Spending on law and order is not glamorous. It is difficult for a state chief minister to draw attention to the pace of development work by citing the money spent on the police. Yet as India becomes more urban, a well-functioning police will be needed to give citizens confidence about their security. This is particularly true of women in the lower income group, who need to feel safe before they step out of their homes for jobs.
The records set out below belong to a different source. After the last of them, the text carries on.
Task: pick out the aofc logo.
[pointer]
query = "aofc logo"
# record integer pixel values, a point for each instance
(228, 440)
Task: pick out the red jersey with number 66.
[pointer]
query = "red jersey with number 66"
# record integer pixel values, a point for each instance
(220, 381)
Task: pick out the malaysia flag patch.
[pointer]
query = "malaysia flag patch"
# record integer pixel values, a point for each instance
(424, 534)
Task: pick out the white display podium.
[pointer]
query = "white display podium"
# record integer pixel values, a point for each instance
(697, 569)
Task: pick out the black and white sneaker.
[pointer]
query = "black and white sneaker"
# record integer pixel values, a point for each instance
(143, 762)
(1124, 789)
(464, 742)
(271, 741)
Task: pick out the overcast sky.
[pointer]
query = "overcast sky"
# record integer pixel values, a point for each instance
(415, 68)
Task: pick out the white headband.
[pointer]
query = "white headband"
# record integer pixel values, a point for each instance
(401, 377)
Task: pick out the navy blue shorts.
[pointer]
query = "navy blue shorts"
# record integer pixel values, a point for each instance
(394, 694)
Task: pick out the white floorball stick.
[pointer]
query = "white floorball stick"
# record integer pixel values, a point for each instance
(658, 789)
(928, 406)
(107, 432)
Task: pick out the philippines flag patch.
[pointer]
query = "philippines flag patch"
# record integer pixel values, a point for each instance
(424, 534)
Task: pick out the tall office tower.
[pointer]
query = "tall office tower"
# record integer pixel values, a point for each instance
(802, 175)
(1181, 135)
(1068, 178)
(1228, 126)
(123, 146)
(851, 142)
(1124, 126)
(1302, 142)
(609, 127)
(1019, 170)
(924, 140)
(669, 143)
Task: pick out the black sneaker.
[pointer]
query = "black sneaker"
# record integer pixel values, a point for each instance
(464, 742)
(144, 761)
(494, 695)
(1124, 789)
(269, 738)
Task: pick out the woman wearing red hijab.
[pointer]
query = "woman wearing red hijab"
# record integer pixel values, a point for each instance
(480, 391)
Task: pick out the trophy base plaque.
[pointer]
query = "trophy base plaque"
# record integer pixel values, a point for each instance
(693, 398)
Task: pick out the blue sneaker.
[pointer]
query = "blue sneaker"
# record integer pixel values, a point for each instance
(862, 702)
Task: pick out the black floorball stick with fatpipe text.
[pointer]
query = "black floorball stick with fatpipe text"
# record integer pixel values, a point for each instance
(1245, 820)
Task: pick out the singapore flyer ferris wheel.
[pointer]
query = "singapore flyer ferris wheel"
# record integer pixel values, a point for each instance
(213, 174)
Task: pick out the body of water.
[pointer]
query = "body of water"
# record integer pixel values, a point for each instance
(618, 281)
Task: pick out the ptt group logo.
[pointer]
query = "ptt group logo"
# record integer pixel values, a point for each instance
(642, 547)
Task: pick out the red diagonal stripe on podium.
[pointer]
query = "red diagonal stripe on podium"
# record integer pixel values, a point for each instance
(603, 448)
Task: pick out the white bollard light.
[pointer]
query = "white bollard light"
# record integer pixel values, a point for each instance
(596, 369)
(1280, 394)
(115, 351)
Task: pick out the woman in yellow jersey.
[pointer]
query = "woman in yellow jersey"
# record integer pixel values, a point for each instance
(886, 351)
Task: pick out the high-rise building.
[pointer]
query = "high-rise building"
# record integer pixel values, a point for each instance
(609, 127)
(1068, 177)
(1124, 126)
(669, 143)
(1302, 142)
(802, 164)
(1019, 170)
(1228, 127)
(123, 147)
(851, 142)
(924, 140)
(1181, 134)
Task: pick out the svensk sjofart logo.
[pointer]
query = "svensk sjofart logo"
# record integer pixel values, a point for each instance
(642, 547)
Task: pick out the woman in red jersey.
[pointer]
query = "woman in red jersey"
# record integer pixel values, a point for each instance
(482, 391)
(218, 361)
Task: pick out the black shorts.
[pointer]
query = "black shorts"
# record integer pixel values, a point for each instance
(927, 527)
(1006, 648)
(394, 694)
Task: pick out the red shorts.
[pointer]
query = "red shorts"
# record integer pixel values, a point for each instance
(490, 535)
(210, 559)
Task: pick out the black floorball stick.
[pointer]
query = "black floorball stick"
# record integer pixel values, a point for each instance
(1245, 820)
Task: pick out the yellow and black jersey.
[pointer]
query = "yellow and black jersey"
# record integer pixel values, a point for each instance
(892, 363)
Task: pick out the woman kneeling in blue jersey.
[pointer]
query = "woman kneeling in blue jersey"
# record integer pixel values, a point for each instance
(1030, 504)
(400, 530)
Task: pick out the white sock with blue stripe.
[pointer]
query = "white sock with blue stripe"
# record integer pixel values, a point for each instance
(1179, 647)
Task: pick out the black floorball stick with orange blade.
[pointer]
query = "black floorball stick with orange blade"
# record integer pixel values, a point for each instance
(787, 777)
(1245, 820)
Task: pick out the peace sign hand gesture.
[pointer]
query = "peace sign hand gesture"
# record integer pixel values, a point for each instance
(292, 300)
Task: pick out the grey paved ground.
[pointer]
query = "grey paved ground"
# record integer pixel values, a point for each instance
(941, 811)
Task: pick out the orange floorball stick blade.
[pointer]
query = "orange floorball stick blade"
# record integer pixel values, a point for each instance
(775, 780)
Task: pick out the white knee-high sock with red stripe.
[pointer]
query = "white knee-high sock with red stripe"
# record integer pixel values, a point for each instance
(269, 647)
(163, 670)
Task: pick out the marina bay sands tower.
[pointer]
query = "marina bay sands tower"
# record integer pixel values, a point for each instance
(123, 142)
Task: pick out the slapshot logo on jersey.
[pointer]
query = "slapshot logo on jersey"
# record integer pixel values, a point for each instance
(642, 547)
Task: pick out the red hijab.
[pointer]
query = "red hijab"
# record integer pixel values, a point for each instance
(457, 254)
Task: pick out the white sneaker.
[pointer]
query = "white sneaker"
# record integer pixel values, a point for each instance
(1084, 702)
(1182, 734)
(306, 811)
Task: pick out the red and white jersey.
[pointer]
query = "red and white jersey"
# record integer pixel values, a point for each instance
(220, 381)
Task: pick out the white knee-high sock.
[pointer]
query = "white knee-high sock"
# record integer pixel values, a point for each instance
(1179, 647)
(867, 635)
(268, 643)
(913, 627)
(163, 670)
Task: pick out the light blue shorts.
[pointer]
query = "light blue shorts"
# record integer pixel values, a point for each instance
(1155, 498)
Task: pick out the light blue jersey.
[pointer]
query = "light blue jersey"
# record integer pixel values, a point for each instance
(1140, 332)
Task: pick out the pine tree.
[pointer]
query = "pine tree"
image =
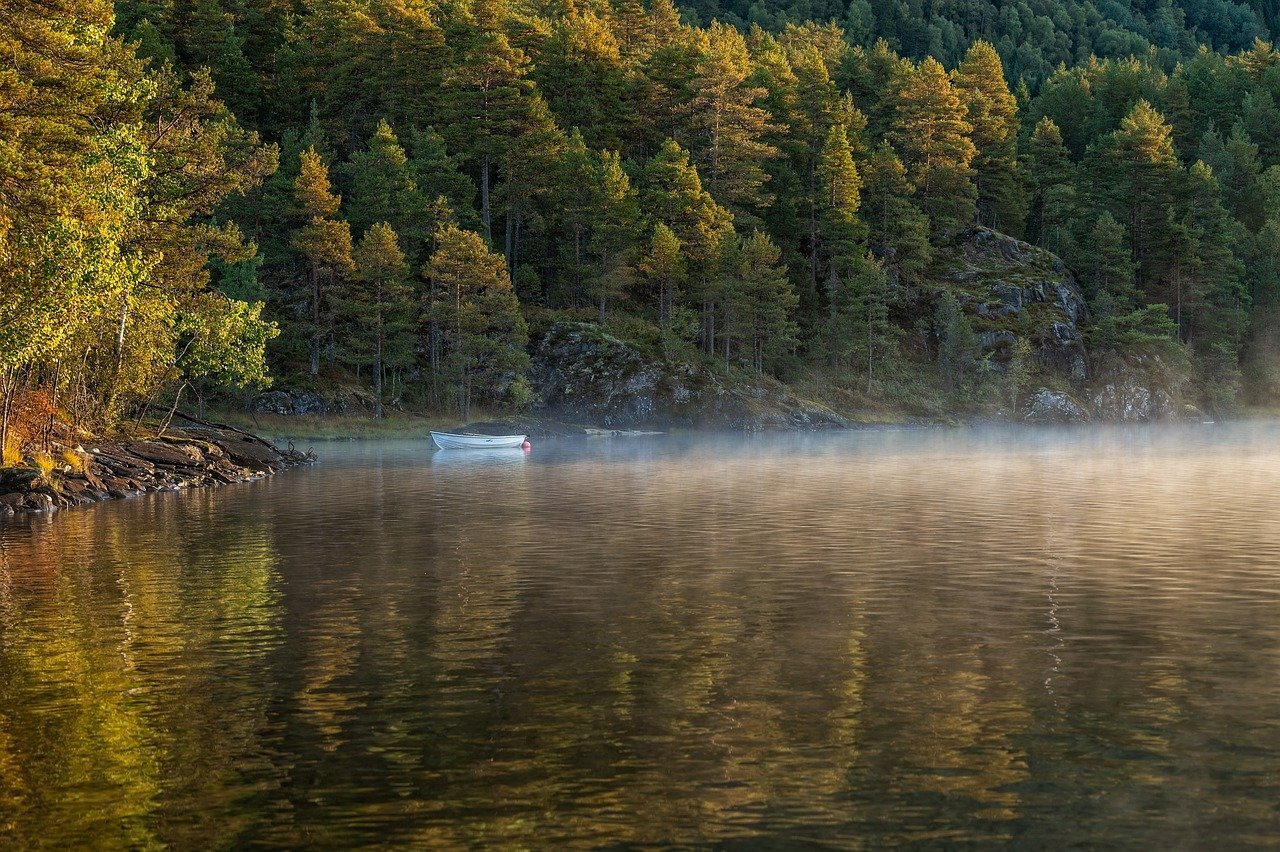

Data from the Comptroller and Auditor General shows that poor spending on the police is endemic in states. The auditor has flagged these savings for most states over a span of five years, which means the problem does not have easy solutions.

As law and order is a state subject as per the Seventh Schedule of the Constitution, it means the bulk of spending on the police has to come from state resources.

States' underspending gets worse if they don’t use the Centre’s financial support adequately, as Table 2 shows. The Union Home Ministry said in a note: "Releases to States have varied vis-à-vis allocations. Where release is less than allocation, the same is on account of non-submission of Utilization Certificates(UCs) and where release exceeds allocation, the same is on account of releases made for Mega City Policing or/and supplementary releases or/and better performance incentives or/and incentives for police reforms".

There is no single reason to pinpoint why the spending on police has lagged. States since FY19 have not spent the entire money the centre gave them for police moderniastion, but they were close to the budget estimates. The divergence became sharp in pandemic-affected FY21, when less than 20 per cent of the sum meant for the modernisation could be utilised. Three years later, poor utilisation persists. In FY23, 21 of India’s 28 states have used less than Rs one crore each for modernising the police.

The implications are clear. The states are depending more and more for law and order issues on the well-developed CAPF, effectively surrendering quite a bit of their federal rights.